Wie entsteht eine Periimplantitis?
Wie am natürlichen Zahn sammeln sich auch am Implantat bakterielle Beläge. Werden sie nicht gründlich entfernt, reizen sie zunächst das Zahnfleisch – das ist die Mukositis, eine noch oberflächliche und gut umkehrbare Entzündung. Bleibt sie unbehandelt, kann sie auf den Knochen übergreifen. Dann baut sich der Knochen rund um das Implantat ab, und aus der Mukositis wird eine Periimplantitis.
Begünstigt wird der Verlauf durch unzureichende Mundhygiene, Rauchen, eine unbehandelte Parodontitis an den eigenen Zähnen und einige Allgemeinerkrankungen. Genau deshalb gehört ein Implantat dauerhaft in die zahnärztliche Kontrolle – nicht nur kurz nach dem Einsetzen.

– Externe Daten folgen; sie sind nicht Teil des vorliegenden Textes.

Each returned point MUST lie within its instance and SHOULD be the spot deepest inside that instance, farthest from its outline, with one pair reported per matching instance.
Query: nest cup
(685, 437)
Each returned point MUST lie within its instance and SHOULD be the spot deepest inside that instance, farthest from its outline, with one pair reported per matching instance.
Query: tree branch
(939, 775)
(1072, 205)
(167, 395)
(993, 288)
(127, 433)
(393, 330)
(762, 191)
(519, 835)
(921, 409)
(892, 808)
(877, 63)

Wie wird eine Periimplantitis behandelt?
Im Mittelpunkt steht, die Entzündung zu stoppen und die Implantatoberfläche gründlich von Belägen zu reinigen. Bei einer frühen, oberflächlichen Entzündung genügt oft eine nicht-chirurgische Reinigung mit anschließend engmaschiger Kontrolle. Ist der Knochen bereits betroffen, kann ein kleiner chirurgischer Eingriff nötig sein, um die Oberfläche zugänglich zu machen und das Gewebe zu beruhigen.

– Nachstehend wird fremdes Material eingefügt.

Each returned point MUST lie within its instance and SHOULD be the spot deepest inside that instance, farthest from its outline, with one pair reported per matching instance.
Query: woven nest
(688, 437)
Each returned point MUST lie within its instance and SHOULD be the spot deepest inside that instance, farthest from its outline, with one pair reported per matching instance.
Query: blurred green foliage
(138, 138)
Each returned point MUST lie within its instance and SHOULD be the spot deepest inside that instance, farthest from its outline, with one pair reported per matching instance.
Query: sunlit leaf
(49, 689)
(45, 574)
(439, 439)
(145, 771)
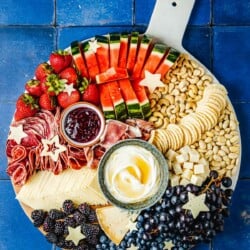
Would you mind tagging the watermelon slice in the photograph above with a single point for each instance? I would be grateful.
(102, 53)
(118, 101)
(78, 59)
(132, 103)
(168, 62)
(154, 59)
(134, 46)
(91, 60)
(112, 74)
(142, 98)
(124, 45)
(106, 102)
(144, 50)
(114, 40)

In welchem Stadium sich die Entzündung befindet, klären wir mit einer gezielten Untersuchung samt Röntgenbild. Darauf baut der Behandlungsplan auf – abgestuft nach dem, was Ihr Befund verlangt.
Vorbeugen: die beste Behandlung
Eine Periimplantitis lässt sich in den meisten Fällen vermeiden. Entscheidend sind eine gute häusliche Mundhygiene, die auch die Implantatregion erreicht, der Verzicht aufs Rauchen und regelmäßige Kontrolltermine mit professioneller Reinigung. Wer eine Parodontitis an den eigenen Zähnen hat, sollte diese konsequent behandeln lassen, weil sie das Risiko am Implantat erhöht.
Diese Nachsorge ist kein Beiwerk, sondern der eigentliche Schutz Ihres Zahnimplantats über die Jahre. Wir stimmen die Intervalle auf Ihr persönliches Risiko ab.